A Country Divided: Reflections on a Long Drive                                                                                                                                                                           
I just returned from driving about 2,000 miles in 5 days on a college-search trip with my husband and younger daughter. The trip took us across New Jersey, Pennsylvania, Ohio, Indiana, Illinois and into Missouri and since we were stopping to see colleges and meet up with family along the way, we ended up spending about 17 hours in the car on each end of the trip. Thirty four hours is a long time to sit in a car, and I am not one to be able to read a book or do any activity that takes my focus off the road without feeling ill. When the kids were little, we used to do this drive every year and we had all sorts of games for them to play. One that made the list every time was the license plate game, where we would make note of the license plate of every car we saw, hoping to capture all 50 states. My 17-year old is too old for the license plate game; she spent her hours with her ear buds in, reading and writing and texting her friends.
 
I found myself playing my own license plate game. Except this time, I wasn’t keeping track of which states I’d seen, but instead I would see the plate and then wonder what the people inside the car were like. I was kind of joking about this with my family because my thoughts were not always wholesome. If I saw the plate of a state with which I had a particularly biased association, I would guess the politics of the people inside rather harshly. We passed a car from Kansas and my husband quipped that he was scared the car might fall apart because he knows they don’t spend any of their state budget on their roads.  I thought the car from Massachusetts might contain people who are educated and enlightened.  I felt a little bad that I was judging people without having any knowledge beyond their plates. One of my best friends is from Kansas, after all. But I did not realize this game would become symbolic of the divisiveness we would encounter during the rest of our trip. 

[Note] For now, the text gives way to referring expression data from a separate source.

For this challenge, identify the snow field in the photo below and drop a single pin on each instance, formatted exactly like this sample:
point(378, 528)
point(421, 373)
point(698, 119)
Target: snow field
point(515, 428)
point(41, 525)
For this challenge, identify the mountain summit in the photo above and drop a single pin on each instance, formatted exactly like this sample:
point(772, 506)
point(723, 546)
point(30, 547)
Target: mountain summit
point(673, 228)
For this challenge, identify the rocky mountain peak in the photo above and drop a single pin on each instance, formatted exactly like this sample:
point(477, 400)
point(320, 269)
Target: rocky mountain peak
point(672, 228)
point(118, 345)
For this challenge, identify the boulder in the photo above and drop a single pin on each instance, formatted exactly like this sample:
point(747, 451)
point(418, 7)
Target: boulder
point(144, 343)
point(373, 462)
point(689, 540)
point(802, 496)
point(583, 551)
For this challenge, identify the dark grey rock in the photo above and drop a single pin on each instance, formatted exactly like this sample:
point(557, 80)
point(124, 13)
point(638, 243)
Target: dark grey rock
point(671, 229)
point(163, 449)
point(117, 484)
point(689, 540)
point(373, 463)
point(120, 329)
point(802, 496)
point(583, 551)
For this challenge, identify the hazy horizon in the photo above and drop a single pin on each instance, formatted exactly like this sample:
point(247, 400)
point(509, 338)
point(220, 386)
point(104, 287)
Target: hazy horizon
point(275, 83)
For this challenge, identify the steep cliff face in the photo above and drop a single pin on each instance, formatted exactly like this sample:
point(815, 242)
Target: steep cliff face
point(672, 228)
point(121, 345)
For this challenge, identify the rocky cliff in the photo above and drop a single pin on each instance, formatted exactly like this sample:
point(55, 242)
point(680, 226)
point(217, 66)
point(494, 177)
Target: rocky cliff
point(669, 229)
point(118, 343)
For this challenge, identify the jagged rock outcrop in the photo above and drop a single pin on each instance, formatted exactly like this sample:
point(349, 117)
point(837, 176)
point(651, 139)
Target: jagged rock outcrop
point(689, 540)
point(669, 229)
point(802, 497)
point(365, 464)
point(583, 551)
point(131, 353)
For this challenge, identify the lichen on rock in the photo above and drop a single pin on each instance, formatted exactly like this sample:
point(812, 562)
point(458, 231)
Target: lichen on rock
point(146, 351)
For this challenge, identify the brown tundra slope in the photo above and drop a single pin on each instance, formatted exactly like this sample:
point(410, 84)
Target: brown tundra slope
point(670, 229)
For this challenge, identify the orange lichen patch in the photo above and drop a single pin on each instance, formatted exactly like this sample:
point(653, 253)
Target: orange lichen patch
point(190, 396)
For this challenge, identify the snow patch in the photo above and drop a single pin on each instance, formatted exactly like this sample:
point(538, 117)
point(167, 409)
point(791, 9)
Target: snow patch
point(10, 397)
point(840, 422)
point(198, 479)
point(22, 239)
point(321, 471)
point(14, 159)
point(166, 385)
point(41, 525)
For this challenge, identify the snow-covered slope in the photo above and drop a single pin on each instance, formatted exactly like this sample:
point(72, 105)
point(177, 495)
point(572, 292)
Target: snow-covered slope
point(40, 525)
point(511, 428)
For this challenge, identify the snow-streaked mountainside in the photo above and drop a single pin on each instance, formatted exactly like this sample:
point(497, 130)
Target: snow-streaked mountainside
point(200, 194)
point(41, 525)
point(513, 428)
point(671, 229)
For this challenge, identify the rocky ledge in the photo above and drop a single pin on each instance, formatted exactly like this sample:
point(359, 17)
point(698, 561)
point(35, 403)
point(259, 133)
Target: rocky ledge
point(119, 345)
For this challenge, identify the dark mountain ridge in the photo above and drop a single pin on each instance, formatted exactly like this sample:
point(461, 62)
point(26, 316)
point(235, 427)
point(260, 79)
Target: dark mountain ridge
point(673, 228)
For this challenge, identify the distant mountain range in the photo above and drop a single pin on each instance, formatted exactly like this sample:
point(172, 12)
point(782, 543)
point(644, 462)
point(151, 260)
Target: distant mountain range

We stopped at one of those easy-off, easy-on exits in Illinois to have dinner at a Baker’s Square. The restaurant wasn’t very busy, but we were seated in the booth next to a family who probably arrived about 15 minutes before we did. From the moment we sat down these people complained about every aspect of their food and service. The server attempted to appease them at every turn, offering meal substitutions, apologizing and even bringing the manager over to handle the situation.  We had the same server and our food arrived promptly, we received what we ordered, the food was what we expected and the server was lovely. It occurred to me as I listened to their conversation that the reason these people were complaining was because the server was African American. As they paid their bill, one of the members of this family rationalized that no tip was necessary and I found myself wondering what state they were from.

We witnessed similar bad behavior as we checked out of one of our hotels when a white man was being extremely rude and sarcastic to the hotel desk clerk and the valet parking agent, both of whom were African American. This man was treating them as if they were some sort of lower form of human and he kept trying to catch our eyes and smile as if we might bond in our views. 

On the last morning of our trip, as we ate breakfast in Pennsylvania, we heard the news about the tragic death of Walter Scott, an African American male who was shot while running away from a white police officer in South Carolina.  How many of these shootings have we heard about just in the last year? When is it going to stop?  In 2015 we are a country divided. We are nearing the 240th anniversary as a nation but it seems to me that the country is moving further away from being united. We are divided by race, politics, and religion and I am wondering how we can strive to be better. I personally believe that the only way to combat this problem is one interaction at a time. We need to be nice. To everyone. Even if they are from Kansas.